Being motivated to collect data as quickly and efficiently as possible, pharmaceutical companies also usually go to clinical or academic research organizations they’ve worked with before. They generally recruit in ways they’ve used previously, which typically nets them higher-income, white European subjects.

Researchers may also avoid traditionally underrepresented groups, believing they don’t want to participate in research, when research in North America and England shows people from such groups would like to participate in research but are rarely asked.

Does underrepresentation affect results?

Close-up view of a person using a blood-sugar monitor
Even a small improvement in the percentage of racialized people who seek care and receive effective therapies can make a significant difference in the overall health of the population and the total cost of health care. (Shutterstock)

One may wonder whether the failure to balance the pool of diabetes research participants twists the results. The short answer is that in general, it likely does not.

While there is a genetic component to diabetes, we know from other research that physiologically speaking, people are more often similar in terms of responding to disease and to treatments, so the drugs we prescribe are legitimately effective.

However, detecting ethnic differences in serious adverse reactions to experimental drugs is more difficult because they are less frequent. Some may occur more frequently in ethnically diverse groups due to differences in the frequency of genetic variants or physiologic responses, leaving some vulnerable to hidden problems that a more diversified clinical trial participant pool could have exposed.

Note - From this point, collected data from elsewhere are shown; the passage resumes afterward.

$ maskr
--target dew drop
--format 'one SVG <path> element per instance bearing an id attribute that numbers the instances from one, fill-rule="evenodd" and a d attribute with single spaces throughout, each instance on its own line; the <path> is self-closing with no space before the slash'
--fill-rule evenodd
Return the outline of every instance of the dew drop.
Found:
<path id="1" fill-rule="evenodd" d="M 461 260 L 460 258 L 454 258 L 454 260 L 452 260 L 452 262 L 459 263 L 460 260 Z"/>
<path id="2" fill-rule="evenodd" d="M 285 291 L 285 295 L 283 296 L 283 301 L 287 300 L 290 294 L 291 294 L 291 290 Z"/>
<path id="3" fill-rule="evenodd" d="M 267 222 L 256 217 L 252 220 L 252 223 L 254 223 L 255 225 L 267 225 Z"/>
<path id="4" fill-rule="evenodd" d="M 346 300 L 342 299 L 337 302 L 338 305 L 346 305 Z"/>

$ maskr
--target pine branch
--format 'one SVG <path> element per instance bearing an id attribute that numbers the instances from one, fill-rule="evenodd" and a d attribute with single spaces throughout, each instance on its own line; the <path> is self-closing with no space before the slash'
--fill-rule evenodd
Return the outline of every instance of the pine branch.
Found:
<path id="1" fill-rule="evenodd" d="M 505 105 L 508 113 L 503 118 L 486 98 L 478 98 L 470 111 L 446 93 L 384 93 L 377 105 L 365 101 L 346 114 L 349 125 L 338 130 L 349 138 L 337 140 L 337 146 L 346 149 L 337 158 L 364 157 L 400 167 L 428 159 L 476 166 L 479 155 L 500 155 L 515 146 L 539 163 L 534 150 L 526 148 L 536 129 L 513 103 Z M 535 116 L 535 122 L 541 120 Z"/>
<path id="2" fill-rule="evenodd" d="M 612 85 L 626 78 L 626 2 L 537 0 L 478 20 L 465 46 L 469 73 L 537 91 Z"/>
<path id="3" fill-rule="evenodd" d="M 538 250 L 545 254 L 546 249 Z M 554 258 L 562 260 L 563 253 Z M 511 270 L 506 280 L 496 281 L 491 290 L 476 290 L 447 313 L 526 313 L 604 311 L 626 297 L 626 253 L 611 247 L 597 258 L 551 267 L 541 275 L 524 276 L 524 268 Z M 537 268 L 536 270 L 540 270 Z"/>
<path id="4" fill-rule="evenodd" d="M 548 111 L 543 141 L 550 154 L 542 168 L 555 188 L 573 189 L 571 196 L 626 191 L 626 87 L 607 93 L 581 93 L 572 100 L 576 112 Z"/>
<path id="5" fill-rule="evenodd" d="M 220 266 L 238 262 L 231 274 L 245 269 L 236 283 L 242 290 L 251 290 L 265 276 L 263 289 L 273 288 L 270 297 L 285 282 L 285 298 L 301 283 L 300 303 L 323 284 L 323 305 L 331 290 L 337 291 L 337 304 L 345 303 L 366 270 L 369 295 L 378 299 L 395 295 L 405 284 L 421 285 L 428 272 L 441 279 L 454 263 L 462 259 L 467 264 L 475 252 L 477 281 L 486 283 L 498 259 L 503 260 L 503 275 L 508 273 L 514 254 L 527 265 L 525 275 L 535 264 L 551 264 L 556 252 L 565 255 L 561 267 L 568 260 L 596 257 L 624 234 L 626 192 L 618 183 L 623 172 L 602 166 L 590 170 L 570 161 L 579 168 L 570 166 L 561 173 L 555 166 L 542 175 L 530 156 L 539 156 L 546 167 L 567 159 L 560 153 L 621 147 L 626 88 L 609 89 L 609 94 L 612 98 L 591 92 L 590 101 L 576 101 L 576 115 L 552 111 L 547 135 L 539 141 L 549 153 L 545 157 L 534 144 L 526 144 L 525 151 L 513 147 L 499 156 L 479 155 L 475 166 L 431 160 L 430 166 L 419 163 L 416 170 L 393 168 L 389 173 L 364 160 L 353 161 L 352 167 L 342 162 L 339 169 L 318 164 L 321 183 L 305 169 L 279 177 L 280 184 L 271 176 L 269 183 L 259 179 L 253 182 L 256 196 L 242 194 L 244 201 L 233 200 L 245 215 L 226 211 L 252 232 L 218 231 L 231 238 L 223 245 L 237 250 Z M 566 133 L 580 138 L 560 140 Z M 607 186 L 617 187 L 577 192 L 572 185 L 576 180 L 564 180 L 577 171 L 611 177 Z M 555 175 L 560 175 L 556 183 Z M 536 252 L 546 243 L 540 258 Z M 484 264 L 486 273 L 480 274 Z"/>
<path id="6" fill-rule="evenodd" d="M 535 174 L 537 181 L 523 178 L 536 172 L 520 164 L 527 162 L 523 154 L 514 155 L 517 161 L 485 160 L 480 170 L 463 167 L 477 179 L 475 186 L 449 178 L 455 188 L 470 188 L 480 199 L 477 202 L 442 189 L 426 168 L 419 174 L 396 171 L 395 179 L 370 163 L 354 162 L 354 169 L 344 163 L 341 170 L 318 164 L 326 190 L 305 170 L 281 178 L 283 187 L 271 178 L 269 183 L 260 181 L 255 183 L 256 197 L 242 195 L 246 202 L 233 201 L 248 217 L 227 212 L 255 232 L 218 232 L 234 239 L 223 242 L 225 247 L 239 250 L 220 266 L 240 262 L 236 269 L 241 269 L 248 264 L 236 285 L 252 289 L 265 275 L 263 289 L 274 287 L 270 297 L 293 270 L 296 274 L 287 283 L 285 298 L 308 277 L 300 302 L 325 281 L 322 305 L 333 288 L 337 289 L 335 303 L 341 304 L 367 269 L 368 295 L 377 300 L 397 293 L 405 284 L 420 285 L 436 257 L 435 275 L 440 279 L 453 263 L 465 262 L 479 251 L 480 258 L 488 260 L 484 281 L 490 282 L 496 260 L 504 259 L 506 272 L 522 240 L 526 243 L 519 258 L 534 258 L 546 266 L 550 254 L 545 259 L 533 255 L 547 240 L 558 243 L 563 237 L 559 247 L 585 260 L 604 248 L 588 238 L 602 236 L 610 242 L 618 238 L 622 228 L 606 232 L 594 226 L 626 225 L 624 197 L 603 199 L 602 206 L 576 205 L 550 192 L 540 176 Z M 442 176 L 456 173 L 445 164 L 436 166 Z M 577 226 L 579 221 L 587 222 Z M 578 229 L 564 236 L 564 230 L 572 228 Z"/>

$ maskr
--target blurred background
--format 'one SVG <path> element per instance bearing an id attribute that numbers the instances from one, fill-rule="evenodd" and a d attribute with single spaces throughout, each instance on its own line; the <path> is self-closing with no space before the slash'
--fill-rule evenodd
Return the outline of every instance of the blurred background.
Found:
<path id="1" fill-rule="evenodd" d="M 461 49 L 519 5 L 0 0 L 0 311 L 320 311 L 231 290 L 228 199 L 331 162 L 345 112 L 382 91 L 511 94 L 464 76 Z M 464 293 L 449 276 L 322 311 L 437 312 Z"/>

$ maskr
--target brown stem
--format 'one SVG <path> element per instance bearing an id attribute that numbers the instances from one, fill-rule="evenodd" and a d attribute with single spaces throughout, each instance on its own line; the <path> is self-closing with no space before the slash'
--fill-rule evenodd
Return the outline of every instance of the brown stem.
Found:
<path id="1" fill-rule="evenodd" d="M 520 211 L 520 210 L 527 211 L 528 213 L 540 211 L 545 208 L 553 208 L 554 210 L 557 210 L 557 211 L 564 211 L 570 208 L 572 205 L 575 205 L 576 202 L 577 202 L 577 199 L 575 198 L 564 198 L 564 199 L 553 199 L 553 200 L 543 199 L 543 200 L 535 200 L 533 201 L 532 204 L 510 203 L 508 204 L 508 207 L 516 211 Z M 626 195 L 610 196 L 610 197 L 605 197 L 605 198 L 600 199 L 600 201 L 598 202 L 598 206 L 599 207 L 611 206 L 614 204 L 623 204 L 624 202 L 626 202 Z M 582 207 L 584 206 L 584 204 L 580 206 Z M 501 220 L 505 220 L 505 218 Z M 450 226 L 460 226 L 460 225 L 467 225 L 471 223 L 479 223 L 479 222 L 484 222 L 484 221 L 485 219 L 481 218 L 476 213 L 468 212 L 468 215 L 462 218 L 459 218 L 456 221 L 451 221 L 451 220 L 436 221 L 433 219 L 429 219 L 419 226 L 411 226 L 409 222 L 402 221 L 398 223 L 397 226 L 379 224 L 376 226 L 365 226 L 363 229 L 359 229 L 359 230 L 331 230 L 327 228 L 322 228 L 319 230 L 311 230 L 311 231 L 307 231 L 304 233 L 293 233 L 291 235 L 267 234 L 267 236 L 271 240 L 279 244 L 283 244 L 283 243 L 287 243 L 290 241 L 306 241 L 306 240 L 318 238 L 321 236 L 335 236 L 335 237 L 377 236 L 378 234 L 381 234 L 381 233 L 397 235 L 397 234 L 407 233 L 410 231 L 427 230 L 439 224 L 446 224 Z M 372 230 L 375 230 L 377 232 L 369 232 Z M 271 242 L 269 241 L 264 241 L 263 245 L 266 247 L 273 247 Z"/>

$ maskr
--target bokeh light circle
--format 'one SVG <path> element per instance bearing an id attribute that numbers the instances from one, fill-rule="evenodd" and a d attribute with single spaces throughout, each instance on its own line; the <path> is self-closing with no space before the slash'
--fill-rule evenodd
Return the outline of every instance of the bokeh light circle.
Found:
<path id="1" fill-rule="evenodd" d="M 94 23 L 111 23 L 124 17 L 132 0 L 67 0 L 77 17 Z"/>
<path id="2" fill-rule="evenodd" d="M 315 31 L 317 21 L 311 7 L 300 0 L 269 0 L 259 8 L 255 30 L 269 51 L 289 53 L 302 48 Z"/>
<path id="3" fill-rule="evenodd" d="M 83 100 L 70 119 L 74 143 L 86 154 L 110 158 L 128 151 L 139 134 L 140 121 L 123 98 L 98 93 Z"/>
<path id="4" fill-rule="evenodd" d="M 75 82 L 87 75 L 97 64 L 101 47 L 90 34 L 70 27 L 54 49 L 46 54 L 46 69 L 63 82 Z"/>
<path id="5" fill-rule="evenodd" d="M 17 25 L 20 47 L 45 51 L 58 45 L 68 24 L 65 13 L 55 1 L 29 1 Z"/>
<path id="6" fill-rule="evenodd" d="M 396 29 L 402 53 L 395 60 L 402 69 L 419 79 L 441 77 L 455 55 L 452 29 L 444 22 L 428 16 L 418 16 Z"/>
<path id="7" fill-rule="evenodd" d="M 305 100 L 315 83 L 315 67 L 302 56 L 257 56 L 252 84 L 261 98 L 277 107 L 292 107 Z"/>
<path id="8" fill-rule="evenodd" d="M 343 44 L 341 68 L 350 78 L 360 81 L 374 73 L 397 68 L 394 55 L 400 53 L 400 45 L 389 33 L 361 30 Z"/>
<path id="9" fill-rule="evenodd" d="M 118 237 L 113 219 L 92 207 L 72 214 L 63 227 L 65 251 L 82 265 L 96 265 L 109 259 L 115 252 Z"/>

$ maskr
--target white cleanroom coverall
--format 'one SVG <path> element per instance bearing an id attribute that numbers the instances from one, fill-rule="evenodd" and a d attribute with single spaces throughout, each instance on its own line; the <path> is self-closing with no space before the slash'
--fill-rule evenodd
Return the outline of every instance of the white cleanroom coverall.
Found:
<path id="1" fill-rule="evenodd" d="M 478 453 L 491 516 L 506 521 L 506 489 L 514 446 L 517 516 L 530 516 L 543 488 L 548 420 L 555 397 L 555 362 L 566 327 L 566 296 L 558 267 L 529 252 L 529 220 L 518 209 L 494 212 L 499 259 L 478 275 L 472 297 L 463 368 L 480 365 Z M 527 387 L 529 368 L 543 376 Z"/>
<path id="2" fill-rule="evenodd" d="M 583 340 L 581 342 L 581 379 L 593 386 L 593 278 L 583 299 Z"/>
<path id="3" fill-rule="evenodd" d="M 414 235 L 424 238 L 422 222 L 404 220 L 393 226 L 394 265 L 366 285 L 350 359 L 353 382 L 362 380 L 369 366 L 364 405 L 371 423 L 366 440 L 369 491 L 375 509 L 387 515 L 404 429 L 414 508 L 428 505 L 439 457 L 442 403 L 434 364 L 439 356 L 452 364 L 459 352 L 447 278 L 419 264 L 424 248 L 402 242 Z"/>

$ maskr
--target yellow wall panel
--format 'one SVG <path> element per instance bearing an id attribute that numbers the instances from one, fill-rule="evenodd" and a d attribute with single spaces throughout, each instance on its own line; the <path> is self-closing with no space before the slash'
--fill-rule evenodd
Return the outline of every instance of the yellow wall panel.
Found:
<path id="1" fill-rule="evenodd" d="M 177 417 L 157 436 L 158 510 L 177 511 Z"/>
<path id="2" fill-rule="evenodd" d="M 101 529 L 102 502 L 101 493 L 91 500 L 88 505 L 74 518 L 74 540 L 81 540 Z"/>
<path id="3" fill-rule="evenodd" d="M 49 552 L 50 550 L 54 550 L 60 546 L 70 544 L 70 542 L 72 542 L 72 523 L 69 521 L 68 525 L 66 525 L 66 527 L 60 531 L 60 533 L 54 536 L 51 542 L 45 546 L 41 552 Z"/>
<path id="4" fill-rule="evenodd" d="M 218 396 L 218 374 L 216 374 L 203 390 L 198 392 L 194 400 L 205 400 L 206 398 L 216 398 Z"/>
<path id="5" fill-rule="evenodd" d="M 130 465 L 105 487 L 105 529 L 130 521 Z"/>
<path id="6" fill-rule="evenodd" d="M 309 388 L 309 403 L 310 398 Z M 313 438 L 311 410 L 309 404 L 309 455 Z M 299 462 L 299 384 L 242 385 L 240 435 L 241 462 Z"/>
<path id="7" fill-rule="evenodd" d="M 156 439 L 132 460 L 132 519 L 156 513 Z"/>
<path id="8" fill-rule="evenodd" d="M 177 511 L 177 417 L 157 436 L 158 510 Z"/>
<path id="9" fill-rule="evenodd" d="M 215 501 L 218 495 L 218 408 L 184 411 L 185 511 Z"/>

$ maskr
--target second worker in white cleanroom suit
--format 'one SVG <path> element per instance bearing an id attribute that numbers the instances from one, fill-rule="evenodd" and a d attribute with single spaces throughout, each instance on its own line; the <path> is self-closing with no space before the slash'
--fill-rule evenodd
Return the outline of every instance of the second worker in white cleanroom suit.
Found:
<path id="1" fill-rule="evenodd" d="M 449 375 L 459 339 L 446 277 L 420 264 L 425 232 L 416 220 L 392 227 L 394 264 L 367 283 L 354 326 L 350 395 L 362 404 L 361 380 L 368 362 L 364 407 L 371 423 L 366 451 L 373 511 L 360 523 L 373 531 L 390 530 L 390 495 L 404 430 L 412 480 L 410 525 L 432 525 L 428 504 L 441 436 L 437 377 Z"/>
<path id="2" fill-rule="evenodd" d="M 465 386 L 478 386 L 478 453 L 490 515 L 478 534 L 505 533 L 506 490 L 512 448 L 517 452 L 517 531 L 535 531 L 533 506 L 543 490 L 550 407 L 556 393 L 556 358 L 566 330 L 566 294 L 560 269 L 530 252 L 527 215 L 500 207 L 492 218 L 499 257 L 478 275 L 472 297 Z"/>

A broader problem is trust. We know racialized people are less likely to trust the medical system, all too often with good reason. Participating in trials would allow racialized people to develop a greater sense of inclusion and control — and feel they are players in the medical system, not outsiders to structures that have historically excluded or even abused them. Improving trust encourages more people to seek medical help when they need it.

The person who hesitates to seek care because of mistrust is more likely to develop more severe symptoms. A cancer discovered sooner rather than later is typically easier to treat. A diabetic who receives care earlier is far less likely to need a toe or limb amputation later.

Even a small improvement in the percentage of racialized people who seek care and receive effective therapies can make a significant difference in the overall health of the population and the total cost of health care. The Institute of Medicine in the United States found that closing the health equity gap by just one per cent would reduce health-care costs by billions of dollars.

Recruiting representative study participants

The way to fix this problem is to require and fund researchers to recruit ethnically diverse participants that more closely resemble the demographic makeup of Canada, or distribution of disease by ethnic group. Government-funded research grants can be tagged to requirements for disease proportional recruitment, and corporate-funded research should be required by government regulators to show evidence of the same.

Specifically targeting underrepresented populations to build an appropriately representative pool of participants takes more effort, time and money, so it rarely happens, especially when funding is already tight.

Without a better understanding of the consequences of unbalanced recruiting, and stricter regulations to enforce it, many sponsors and researchers will continue take the path of least resistance to get their study numbers.